As well as having roles in TV shows, including Duet, Dream On, and Frasier, Sorkin was the first female co-host of the ABC show America’s Funniest People in 1990. Her writing credits include episodes of Tiny Toon Adventures, and the screenplay and story for the movie Picture Perfect, starring Jennifer Aniston in 1997.
“Arleen was an Emersonian in the truest sense. Talented, generous, and devoted to making the world a better place,” said Emerson College Board of Trustees Co-Vice Chair Kevin Bright ’76.
Nick Busco ’75 recalled attending a baby shower for Sorkin, but she never showed up — because she had gone into labor. Busco said that encapsulated Sorkin’s comedic timing.
“Arleen was an amazing human. Funny — oh my god, she was funny in the worst of times,” said Busco.
Sorkin was very involved in the Emerson alumni network, and was honored with an Alumni Recognition Award in 1987.
Former Associate VP of Development and Alumni Relations Barbara Rutberg ’68, a close friend of Sorkin’s, recalled her compassion and large heart.
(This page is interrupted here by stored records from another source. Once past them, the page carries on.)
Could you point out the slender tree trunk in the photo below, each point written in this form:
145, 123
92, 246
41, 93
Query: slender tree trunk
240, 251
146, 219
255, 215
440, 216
“She was busy finishing collating her Passover Haggadah that she would be sharing with family and friends at her Seder for the holiday. I read the Haggadah and asked if I could have a copy for my Seder. She wrote it with all ages and ethnicities in mind,” said Rutberg. “It has her humor, her intellect, her compassion for a peaceful world, and how to best translate the Passover story to the world we live in. She says in her story, ‘The Passover story is not the heritage of a single people, but of all humanity.’ This year’s reading of Arleen’s Haggadah at our Seder will have an even greater meaning.”